Facts Matter: Fox News corrects Pirro -- 63 million abortions since 1973, not per year
A leaked draft opinion indicating that the Supreme Court is ready to overturn the 1973 Roe v. Wade decision legalizing abortion was the top story on many cable news broadcasts last week.
In a recent report, Fox News host Judge Jeanine Pirro said the annual number of abortions in the U.S. is out of hand.
"My stats that I have are that there are 63 million abortions a year in this country," Pirro said during a May 3 telecast of "The Five." "Those are the stats that I heard. That's a little too much!"
"That would be surprising," according to PolitiFact. The number of U.S. women considered to be of childbearing age is nearly 64.5 million.
The actual number of abortions each year is much less than Pirro's claim.
Based on data supplied voluntarily by health departments, the Centers for Disease Control and Prevention reported 629,898 abortions in 2019. But that didn't include information from California, Maryland or New Hampshire.
Research organization the Guttmacher Institute reported 862,320 abortions in 2017, compiled from data collected from health organizations that perform the procedure.

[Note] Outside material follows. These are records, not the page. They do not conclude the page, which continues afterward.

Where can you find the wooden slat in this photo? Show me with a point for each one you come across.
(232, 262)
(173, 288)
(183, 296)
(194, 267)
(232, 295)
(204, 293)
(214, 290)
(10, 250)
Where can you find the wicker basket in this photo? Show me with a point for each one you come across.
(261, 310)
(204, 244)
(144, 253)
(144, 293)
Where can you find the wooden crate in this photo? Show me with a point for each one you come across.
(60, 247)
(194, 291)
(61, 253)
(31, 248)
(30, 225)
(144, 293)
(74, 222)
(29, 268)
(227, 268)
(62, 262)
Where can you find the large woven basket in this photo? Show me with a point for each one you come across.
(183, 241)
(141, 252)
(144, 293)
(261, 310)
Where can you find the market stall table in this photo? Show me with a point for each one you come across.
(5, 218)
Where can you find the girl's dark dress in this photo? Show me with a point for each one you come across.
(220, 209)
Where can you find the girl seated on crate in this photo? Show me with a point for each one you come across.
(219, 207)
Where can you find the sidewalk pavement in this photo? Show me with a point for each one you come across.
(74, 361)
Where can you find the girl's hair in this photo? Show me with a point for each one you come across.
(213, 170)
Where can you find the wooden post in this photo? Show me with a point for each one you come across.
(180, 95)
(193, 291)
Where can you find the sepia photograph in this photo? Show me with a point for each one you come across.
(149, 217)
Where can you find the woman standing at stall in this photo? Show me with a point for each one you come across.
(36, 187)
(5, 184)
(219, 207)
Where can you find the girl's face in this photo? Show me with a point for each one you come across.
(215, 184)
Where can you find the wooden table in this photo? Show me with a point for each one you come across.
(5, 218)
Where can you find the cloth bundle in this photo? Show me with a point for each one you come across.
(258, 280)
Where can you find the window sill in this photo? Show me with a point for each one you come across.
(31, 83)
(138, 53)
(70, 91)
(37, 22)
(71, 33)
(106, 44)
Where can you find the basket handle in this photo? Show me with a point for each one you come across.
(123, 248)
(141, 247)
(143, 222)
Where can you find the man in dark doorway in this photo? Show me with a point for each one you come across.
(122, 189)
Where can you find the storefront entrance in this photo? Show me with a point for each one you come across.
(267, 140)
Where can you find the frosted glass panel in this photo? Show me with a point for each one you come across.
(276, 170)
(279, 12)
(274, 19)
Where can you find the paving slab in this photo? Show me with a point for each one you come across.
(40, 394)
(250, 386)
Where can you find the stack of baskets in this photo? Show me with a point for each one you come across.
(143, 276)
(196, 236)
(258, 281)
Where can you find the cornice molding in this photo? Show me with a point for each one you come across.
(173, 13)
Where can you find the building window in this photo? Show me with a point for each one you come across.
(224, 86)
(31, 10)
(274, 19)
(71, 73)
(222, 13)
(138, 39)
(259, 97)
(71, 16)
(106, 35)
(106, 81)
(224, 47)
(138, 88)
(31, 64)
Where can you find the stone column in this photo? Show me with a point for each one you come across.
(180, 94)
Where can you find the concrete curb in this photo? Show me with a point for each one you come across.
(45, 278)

A Fox News spokesperson told PolitiFact that Pirro's statistic came from a Fox News article that reported 63 million abortions in the U.S. since the 1973 decision.
Fires not set to disrupt food supplies
Recent supply chain shortages have some people connecting the issue to fires and other incidents at food processing plants.
Some have suggested fires have been set by arsonists.
"You've got some people speculating that this might be an intentional way to disrupt the food supply," radio host Jason Rantz said during an interview on Fox News.
But the claims are unfounded, according to The Associated Press. Many of the fires have been ruled accidental.
There are an average of nearly 5,000 fires at manufacturing and processing facilities each year in the U.S.
National Fire Protection Association spokesperson Susan McKelvey told the AP the number of fires so far this year "does not signal anything out of the ordinary."
"The recent inquiries around these fires appears to be a case of people suddenly paying attention to them and being surprised about how often they do occur," she said.
Sam Gazdziak, a spokesperson for the American Association of Meat Processors, told the AP that fires won't greatly affect food distribution.
"There doesn't appear to be any evidence connecting these fires in any way, and there is absolutely no danger to the U.S. food supply because of a series of unrelated, unfortunate accidents," he said.
Biden didn't shake hands with air
President Joe Biden last month delivered a speech at North Carolina A&T State University in Greensboro, North Carolina, to promote his Build Back Better agenda.
After speeches by North Carolina Gov. Roy Cooper and university student Malcolm Hawkins, Biden talked about bringing manufacturing jobs to the U.S. while "building supply chains here at home."
In addition to the crowd seated in front of the president, there were two small groups behind and on either side of the podium. As he wrapped up the speech, Biden gestured to the audience before he walked off the stage.
But some internet claims didn't see it that way.
"After Biden finished his speech today, he turned around and tried to shake hands with thin air and then wandered around looking confused," read a Facebook post.
A New York Post story said Biden turned "with his paw outstretched in a handshake position."
Those claims are false, according to PolitiFact. Different video angles show Biden gesturing to those behind him.
As he concluded the speech, the audience cheered and music played. Biden turned to his right, saw the crowd, and gestured quickly with his right hand. He then turned to the other small group and gestured to them.
The misleading posts include a tightly cropped video of Biden extending his hand, without showing the crowd.
Sculpture doesn't honor slaves
The purpose of an underwater sculpture off the coast of Grenada is to provide a habitat for marine life on the floor of the Caribbean Sea. However, the message of the artwork isn't so clear.
"It honors Africans who were thrown/jumped overboard from slave ships during the Middle Passage of the Transatlantic slave trade," read a recent Facebook post.
But the art piece was not created to honor enslaved people, according to USA Today. Artist Jason deCaires Taylor said the 2006 sculpture represents children from diverse backgrounds and is a symbol of unity and resilience. It was built to help the area's ecology that was disrupted by Hurricane Ivan in 2004.
The sculpture, titled Vicissitudes, shows children holding hands while forming a circle and looking outward. Above their clasped hands are structural connections that some users have identified as shackles.